Today, Kellan and Yacarely picked us up from our host houses and took us on a walking tour of El Sauce.
It's a city but more of a small town by U.S. standards. There are 10,000 people here but many seem to be scattered on the outskirts, on farms or small houses down dirt roads. The city center is a few square paved blocks with small privately-owned stores and a few commercial stores, like Eskimo ice cream and the phone company. People often have stores in their homes; selling towels or juices or small toys out of their living rooms, some bars and a pass-through hole separating family from customers.

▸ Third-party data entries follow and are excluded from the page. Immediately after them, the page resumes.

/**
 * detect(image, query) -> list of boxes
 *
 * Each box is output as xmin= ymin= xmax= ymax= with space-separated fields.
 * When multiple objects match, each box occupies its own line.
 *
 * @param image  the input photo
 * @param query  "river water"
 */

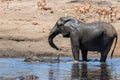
xmin=0 ymin=57 xmax=120 ymax=80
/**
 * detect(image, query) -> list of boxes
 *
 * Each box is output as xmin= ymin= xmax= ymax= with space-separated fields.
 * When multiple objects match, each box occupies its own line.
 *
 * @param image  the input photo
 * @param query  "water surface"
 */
xmin=0 ymin=57 xmax=120 ymax=80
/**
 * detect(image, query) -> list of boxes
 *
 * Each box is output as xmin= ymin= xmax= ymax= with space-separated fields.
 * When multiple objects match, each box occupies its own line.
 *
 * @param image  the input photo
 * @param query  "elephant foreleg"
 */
xmin=71 ymin=43 xmax=79 ymax=61
xmin=81 ymin=49 xmax=88 ymax=61
xmin=72 ymin=46 xmax=79 ymax=61
xmin=70 ymin=35 xmax=80 ymax=61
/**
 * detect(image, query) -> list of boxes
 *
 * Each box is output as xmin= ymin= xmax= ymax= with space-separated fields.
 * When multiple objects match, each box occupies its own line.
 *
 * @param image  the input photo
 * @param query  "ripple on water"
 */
xmin=0 ymin=57 xmax=120 ymax=80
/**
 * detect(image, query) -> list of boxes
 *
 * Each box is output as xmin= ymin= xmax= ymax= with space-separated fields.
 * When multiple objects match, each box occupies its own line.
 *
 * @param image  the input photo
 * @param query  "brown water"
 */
xmin=0 ymin=57 xmax=120 ymax=80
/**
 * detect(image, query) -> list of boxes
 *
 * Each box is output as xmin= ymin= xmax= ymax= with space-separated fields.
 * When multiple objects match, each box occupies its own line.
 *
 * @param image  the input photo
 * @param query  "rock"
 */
xmin=32 ymin=22 xmax=38 ymax=25
xmin=117 ymin=17 xmax=120 ymax=20
xmin=50 ymin=11 xmax=54 ymax=14
xmin=16 ymin=75 xmax=38 ymax=80
xmin=26 ymin=75 xmax=38 ymax=80
xmin=24 ymin=56 xmax=60 ymax=63
xmin=24 ymin=56 xmax=40 ymax=62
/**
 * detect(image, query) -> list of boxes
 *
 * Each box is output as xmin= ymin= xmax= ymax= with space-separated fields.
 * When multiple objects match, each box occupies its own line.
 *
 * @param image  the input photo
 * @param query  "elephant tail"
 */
xmin=111 ymin=35 xmax=118 ymax=59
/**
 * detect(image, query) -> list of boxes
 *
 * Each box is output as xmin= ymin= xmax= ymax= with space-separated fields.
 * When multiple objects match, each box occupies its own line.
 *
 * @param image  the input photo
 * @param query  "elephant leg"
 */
xmin=81 ymin=49 xmax=88 ymax=61
xmin=100 ymin=42 xmax=113 ymax=62
xmin=71 ymin=43 xmax=79 ymax=61
xmin=70 ymin=34 xmax=80 ymax=61
xmin=100 ymin=52 xmax=108 ymax=62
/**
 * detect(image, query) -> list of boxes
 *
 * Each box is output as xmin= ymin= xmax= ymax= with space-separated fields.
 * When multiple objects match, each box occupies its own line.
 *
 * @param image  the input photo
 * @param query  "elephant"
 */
xmin=48 ymin=16 xmax=118 ymax=62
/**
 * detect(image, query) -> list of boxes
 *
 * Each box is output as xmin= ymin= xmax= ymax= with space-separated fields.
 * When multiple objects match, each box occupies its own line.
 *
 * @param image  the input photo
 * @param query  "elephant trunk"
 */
xmin=48 ymin=28 xmax=60 ymax=50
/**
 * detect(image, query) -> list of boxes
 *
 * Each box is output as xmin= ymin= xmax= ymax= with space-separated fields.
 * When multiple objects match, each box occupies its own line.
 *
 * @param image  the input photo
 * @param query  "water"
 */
xmin=0 ymin=57 xmax=120 ymax=80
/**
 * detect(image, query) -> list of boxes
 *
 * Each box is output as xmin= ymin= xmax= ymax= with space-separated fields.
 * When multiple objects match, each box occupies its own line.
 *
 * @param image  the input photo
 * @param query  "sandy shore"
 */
xmin=0 ymin=0 xmax=120 ymax=58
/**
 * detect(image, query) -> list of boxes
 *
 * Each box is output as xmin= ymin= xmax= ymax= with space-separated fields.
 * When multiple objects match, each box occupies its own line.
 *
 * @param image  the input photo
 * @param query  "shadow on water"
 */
xmin=71 ymin=63 xmax=111 ymax=80
xmin=0 ymin=57 xmax=120 ymax=80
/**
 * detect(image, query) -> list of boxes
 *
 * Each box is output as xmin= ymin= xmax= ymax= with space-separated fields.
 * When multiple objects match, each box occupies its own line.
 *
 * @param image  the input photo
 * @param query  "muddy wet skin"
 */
xmin=0 ymin=58 xmax=120 ymax=80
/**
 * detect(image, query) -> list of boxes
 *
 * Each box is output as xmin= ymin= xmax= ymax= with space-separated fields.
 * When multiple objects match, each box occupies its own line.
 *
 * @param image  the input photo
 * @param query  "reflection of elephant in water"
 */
xmin=71 ymin=63 xmax=112 ymax=80
xmin=48 ymin=16 xmax=118 ymax=62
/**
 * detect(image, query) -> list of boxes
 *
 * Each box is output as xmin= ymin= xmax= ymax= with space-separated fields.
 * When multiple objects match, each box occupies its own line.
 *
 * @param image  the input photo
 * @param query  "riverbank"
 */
xmin=0 ymin=0 xmax=120 ymax=58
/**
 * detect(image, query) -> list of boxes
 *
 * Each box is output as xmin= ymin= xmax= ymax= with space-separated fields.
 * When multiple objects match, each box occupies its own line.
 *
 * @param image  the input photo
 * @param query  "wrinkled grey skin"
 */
xmin=48 ymin=16 xmax=118 ymax=62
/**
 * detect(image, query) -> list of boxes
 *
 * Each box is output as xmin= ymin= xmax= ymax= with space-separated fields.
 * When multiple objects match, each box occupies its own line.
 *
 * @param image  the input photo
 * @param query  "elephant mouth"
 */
xmin=63 ymin=33 xmax=70 ymax=38
xmin=63 ymin=34 xmax=70 ymax=38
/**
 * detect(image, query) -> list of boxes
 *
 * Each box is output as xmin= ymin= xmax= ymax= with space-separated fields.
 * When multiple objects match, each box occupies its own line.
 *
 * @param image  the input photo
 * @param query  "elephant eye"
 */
xmin=57 ymin=24 xmax=63 ymax=28
xmin=59 ymin=24 xmax=63 ymax=26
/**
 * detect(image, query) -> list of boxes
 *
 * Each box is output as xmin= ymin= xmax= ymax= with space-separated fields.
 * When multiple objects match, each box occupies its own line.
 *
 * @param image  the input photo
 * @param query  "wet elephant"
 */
xmin=48 ymin=16 xmax=118 ymax=62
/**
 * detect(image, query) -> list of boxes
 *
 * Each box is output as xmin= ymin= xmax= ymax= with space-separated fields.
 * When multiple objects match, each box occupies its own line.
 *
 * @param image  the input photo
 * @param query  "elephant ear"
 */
xmin=56 ymin=17 xmax=76 ymax=28
xmin=63 ymin=18 xmax=78 ymax=30
xmin=57 ymin=16 xmax=80 ymax=29
xmin=63 ymin=17 xmax=78 ymax=24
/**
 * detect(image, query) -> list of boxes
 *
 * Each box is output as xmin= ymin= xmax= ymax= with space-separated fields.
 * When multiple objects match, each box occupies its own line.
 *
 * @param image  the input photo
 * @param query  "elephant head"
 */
xmin=48 ymin=16 xmax=79 ymax=50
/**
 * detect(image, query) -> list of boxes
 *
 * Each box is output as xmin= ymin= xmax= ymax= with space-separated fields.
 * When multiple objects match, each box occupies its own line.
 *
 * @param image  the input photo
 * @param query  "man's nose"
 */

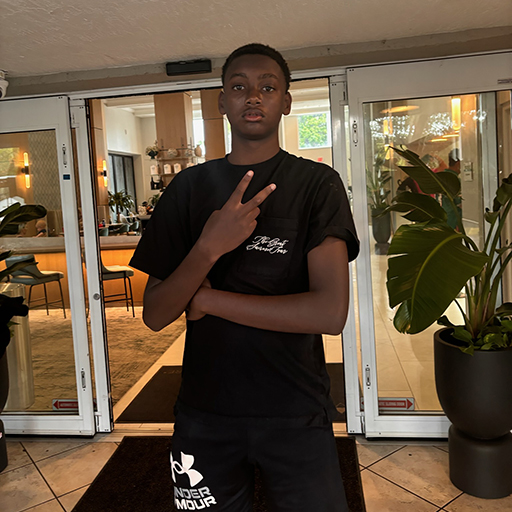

There is a huge festival Jan. 16-18 and already vendors are moving onto the main street, setting up makeshift tents and shelters to sell crafts, juices, food and whatever else to the 30,000 people from all over Nicaragua who will come to celebrate the Cristo Negro, or "black Christ."
Long ago, when the Spanish conquered this region, they converted the native Americans who were here. Those native Americans in Guatemala asked the Catholic church for a representation of Jesus that they could relate to. The church provided a dark-skinned Jesus on the cross to replace the traditional symbol.
Yacarely told us it was sent to many places and when it came to El Sauce, the man in charge of it happened to die. The church sent someone to retrieve it and they too died. They took it as a sign and here the Jesus should stay. Every year, Christians congregate from all over to celebrate and make pilgrimage in the central church, inside it's yellow ornate walls.
In two weeks there will be 30,000 or more people and Christian pilgrims in El Sauce for three days of fiesta and religious service.